Think of it another way - compare a modern V8 that's more powerful (more torque and horsepower) across its RPM range than a similarly displacing V8 from thirty years ago, and then note that said modern V8 is not only more efficient when putting power down, but has cylinder deactivation and is more efficient at idle. Or, can be made significantly more powerful than the older V8 peak to peak tuned, but again peak to peak, the newer V8 uses more fuel. Because it can, not because it needs to.
We're seeing massive leaps in efficiency, and we're also seeing companies be able to push their parts closer to the limit stock.
I think this is closer to the truth.
The flip side of that coin is that stock power goes up when companies hit walls on other means to generate performance increases.
If you can't engineer it in more performance as part of the architecture, or throw more cores at it, then you hope like hell you can just push more power through it and boost the clocks.
It will continue to go up until people stop buying them. For the mass market - you aren't going to see 280W 13900K's in the average desktop computer in a cubicle for a call center, or in a POS cash register, or a laptop. All the chips in that market will continue to get more efficient -- because the cost of cooling is an overhead item they can cut out as the technology does get more efficient - the performance boosts just aren't as pronounced when the technology to run it has been fast enough for more than a decade now.

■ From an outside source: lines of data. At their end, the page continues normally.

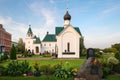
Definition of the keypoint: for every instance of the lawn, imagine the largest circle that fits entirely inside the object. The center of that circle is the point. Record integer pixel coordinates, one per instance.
(75, 63)
(34, 78)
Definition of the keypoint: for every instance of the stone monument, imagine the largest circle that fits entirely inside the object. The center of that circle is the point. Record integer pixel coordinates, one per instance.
(91, 69)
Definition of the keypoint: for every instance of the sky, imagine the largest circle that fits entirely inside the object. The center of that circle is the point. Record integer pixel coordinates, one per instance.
(98, 20)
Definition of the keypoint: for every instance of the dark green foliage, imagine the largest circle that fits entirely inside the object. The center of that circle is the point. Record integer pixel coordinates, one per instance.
(17, 69)
(116, 46)
(61, 72)
(117, 56)
(21, 46)
(37, 70)
(25, 54)
(47, 69)
(116, 68)
(3, 56)
(13, 53)
(14, 69)
(106, 70)
(2, 70)
(25, 68)
(46, 54)
(98, 54)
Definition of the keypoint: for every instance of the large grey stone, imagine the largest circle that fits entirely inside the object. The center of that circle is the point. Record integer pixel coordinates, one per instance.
(90, 71)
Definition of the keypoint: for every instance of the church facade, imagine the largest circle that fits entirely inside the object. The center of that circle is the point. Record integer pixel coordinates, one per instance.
(65, 42)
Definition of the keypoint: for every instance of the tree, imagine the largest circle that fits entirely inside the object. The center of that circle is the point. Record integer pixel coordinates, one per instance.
(21, 46)
(110, 50)
(13, 53)
(82, 47)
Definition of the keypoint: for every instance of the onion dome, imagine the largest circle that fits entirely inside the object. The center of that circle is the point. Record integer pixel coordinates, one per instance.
(67, 16)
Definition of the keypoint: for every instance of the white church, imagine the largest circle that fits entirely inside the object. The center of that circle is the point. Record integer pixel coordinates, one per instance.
(65, 42)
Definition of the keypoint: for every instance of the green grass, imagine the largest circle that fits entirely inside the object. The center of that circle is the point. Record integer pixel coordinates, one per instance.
(113, 77)
(110, 77)
(34, 78)
(66, 63)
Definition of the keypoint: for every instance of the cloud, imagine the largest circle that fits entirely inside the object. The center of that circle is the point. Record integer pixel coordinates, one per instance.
(111, 10)
(46, 14)
(16, 29)
(52, 1)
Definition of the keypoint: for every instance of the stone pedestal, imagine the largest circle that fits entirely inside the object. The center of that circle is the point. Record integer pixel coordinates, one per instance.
(90, 70)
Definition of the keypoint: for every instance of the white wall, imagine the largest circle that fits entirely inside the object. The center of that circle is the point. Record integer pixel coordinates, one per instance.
(48, 46)
(68, 35)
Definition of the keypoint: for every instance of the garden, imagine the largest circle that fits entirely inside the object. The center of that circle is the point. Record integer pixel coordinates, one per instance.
(14, 68)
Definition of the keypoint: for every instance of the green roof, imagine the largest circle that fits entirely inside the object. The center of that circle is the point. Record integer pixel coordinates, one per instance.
(29, 31)
(59, 29)
(37, 40)
(49, 38)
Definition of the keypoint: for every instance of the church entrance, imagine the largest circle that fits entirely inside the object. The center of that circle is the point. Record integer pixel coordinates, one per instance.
(37, 49)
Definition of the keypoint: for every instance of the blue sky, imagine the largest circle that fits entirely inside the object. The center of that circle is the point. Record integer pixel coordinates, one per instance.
(98, 20)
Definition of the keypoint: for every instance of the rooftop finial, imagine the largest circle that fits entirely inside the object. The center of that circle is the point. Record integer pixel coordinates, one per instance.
(29, 25)
(67, 5)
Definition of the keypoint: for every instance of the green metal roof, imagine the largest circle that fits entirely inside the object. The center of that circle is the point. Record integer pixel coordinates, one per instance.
(78, 30)
(59, 29)
(29, 31)
(37, 40)
(49, 38)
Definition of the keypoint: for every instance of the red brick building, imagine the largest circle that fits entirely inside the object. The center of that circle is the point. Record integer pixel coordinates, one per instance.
(5, 40)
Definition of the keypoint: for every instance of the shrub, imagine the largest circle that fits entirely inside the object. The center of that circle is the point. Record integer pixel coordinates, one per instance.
(13, 52)
(25, 54)
(98, 54)
(47, 69)
(37, 70)
(14, 69)
(112, 60)
(106, 70)
(25, 68)
(46, 54)
(61, 72)
(2, 70)
(17, 69)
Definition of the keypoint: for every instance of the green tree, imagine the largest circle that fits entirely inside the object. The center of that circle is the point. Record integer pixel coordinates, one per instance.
(21, 46)
(13, 53)
(106, 50)
(82, 47)
(116, 46)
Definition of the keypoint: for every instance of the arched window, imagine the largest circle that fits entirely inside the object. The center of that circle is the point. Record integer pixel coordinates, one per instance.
(68, 47)
(37, 49)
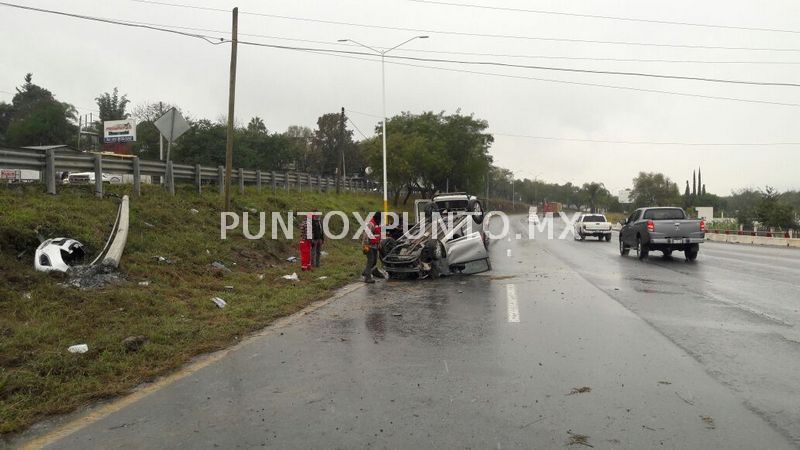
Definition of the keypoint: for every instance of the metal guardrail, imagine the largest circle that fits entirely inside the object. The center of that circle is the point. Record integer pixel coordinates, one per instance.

That part the V8 analogy still carries through - you don't see big Hellcat-driven minivans mass produced at the car lot, you see smaller displacement and more fuel efficiency and more gears in the transmission, while staying around a hp/torque level that seems "good enough" for the size of the car. The speed limit on the highways haven't changed in a long time, after all (but Americans have gotten fatter - hence turbochargers becoming more common ---- that's a bad joke, but only because part of that is at least true).
Those big, power hungry chips really only have two markets: big workstations that do serious work (pro content creation, engineering CAD, simulations, etc) - and gamers/enthusiasts. And in those markets - they won't really care about power until they start tripping breakers. And even then, good odds on them just saying "Oh well, I'll call the electrician" and still not caring.